Search code examples
sqloracle-databaseaggregate-functions

Using Min and Max to remove duplicate rows, and how to handle null values


I am creating an SQL query in Oracle and I am trying to remove duplicate rows with a min and max aggregate function in a case statement. Here is the code at its current state:

select 
   Student_number,
       case 
       when min(sr.racecd) = max(sr.racecd) then min(sr.racecd) else 'Two or more races' 
   end as races               

this is what the output looks like

Student Number   Race
4322             two or more races
4324             White

When I run the code it combines multiple rows into one and changes the name to 'two or more races'. But, the problem I am having is when it runs into a null value it changes it to 'Two or more races', too. How can I keep the Nulls as is, or change them to unknown? Also, when I add other columns in to the query the aggregate function does not work the same as when I am querying only studentnumber and racecd, why is that?


Solution

  • Because NULL does not equal anything, so failing the equality test it goes to the THEN clause.
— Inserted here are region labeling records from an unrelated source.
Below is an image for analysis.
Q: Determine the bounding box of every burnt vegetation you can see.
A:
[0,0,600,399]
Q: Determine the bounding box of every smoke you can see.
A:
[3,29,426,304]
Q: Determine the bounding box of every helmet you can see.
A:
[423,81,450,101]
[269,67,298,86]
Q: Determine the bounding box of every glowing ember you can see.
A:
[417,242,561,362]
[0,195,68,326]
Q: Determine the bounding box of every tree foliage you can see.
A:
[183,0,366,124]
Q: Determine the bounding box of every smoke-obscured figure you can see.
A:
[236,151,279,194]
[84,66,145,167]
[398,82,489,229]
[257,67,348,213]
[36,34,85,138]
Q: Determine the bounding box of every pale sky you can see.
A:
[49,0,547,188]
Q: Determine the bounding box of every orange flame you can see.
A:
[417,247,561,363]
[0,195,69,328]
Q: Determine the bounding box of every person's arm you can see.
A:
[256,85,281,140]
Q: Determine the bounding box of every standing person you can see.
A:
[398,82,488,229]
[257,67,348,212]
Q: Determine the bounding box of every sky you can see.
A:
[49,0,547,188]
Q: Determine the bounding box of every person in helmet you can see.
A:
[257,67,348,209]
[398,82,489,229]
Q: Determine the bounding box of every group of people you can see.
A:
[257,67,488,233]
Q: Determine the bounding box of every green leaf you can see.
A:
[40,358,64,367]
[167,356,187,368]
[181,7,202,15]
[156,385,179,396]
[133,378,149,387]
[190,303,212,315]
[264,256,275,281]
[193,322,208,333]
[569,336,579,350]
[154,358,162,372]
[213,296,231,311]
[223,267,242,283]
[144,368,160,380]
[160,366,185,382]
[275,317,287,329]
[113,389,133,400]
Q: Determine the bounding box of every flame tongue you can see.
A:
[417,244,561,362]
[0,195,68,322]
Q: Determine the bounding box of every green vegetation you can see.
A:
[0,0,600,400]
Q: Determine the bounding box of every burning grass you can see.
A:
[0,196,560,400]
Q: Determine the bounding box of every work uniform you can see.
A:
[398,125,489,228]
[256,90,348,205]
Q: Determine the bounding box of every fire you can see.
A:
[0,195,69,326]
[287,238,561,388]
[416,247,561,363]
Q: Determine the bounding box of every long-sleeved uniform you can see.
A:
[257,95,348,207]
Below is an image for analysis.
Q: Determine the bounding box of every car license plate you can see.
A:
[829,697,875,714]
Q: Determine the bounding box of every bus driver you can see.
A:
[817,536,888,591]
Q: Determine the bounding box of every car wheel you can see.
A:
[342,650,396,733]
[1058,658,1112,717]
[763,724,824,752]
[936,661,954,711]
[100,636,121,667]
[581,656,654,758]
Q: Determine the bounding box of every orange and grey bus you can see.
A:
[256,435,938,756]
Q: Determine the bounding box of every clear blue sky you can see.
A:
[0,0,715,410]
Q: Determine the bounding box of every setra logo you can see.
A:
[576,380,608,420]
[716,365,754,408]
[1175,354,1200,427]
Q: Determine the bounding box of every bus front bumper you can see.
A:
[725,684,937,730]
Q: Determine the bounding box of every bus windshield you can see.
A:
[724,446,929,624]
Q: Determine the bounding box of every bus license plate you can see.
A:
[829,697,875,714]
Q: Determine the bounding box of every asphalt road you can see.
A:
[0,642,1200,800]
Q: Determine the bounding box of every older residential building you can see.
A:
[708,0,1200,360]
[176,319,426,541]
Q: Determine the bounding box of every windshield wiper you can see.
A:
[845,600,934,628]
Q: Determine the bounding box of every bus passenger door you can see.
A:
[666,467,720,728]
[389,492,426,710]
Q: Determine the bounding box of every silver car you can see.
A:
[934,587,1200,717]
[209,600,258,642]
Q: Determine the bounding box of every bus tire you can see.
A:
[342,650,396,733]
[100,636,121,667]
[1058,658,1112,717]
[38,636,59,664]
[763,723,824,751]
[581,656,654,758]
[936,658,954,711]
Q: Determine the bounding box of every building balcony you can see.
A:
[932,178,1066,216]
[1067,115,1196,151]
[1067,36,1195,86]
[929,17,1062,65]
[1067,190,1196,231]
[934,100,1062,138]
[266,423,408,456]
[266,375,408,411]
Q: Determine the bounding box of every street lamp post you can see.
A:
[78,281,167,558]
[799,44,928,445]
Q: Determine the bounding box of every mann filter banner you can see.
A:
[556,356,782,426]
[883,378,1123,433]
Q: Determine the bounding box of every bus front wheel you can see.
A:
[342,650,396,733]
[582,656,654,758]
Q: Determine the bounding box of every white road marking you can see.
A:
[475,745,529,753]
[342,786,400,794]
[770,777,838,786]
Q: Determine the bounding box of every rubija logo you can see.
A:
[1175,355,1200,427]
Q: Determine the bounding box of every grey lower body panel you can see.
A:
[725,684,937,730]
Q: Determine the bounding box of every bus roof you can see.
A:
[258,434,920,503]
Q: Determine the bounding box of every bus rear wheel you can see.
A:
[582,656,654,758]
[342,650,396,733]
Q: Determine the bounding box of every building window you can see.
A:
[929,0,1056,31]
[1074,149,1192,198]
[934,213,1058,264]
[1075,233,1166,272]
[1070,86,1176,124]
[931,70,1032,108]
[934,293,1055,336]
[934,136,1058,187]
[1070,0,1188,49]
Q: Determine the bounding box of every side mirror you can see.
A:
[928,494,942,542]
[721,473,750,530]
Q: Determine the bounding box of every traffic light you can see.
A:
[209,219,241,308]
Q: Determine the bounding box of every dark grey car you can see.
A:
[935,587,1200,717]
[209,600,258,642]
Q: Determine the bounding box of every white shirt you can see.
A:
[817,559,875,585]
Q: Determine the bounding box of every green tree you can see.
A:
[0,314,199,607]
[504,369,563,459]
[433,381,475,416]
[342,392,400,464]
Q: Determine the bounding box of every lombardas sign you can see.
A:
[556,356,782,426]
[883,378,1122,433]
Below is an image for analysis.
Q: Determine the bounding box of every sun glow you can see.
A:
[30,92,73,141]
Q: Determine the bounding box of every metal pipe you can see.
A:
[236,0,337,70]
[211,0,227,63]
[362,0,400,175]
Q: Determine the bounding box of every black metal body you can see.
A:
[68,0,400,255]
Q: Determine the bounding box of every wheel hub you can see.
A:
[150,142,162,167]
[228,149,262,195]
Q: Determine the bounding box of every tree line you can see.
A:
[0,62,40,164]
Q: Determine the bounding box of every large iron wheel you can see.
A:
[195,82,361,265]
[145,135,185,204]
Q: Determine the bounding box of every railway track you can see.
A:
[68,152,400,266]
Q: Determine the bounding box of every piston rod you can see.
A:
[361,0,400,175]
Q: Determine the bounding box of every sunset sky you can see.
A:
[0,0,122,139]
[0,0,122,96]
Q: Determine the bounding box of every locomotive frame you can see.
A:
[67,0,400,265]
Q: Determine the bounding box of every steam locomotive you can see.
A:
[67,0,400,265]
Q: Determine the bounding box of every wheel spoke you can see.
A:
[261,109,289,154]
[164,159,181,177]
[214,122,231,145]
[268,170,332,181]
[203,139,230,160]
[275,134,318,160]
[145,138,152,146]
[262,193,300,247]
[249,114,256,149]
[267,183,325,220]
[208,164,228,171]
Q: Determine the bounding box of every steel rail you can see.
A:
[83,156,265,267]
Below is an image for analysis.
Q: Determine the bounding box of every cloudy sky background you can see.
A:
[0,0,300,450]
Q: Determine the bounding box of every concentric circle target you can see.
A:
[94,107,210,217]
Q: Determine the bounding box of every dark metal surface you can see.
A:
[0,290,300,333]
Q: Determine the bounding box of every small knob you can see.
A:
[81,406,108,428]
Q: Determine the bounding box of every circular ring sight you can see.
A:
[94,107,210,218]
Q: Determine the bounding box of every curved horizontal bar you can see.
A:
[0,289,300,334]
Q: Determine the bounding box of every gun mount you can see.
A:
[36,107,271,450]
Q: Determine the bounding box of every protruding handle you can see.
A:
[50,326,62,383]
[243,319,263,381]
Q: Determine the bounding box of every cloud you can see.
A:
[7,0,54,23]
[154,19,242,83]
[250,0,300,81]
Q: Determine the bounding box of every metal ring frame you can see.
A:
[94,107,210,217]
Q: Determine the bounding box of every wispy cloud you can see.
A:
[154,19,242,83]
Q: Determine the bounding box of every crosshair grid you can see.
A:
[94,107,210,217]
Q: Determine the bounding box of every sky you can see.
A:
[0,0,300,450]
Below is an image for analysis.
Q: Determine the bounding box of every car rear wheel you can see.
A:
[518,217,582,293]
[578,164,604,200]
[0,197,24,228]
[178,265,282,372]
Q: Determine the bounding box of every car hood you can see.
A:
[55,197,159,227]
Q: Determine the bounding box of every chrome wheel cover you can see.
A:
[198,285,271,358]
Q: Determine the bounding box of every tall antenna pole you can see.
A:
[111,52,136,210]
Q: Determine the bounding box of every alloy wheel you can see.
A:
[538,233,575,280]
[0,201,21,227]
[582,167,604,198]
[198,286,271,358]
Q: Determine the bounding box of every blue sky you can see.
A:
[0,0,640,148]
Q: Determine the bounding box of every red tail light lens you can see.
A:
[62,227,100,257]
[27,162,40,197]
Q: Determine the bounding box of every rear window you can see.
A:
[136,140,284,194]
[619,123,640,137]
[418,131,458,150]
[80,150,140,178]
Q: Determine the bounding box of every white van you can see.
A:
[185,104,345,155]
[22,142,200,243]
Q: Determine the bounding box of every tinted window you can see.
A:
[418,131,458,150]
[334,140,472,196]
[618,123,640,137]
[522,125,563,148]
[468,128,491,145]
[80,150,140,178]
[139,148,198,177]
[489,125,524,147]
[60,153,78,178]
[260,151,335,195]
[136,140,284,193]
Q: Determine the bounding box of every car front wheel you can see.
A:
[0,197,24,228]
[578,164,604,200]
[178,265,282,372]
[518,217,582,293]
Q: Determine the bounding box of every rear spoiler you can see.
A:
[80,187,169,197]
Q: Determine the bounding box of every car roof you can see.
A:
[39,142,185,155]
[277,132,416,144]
There are a number of solutions. One is to use COUNT instead which ignores NULLs, like this:

    select 
       Student_number,
           CASE WHEN (COUNT(DISTINCT sr.raced) > 1) THEN 'Two or more races'
                ELSE MAX(sr.racecd)
           END
       end as races   
    

    As far as the issue with adding columns, when you add columns that are not aggregated you will be forced to include them in your GROUP BY. That changes the granularity of your query and the rows included in each group, so it will impact the result. If you want more information about student besides student_number, you'll want to aggregate other columns (e.g. with MAX() ).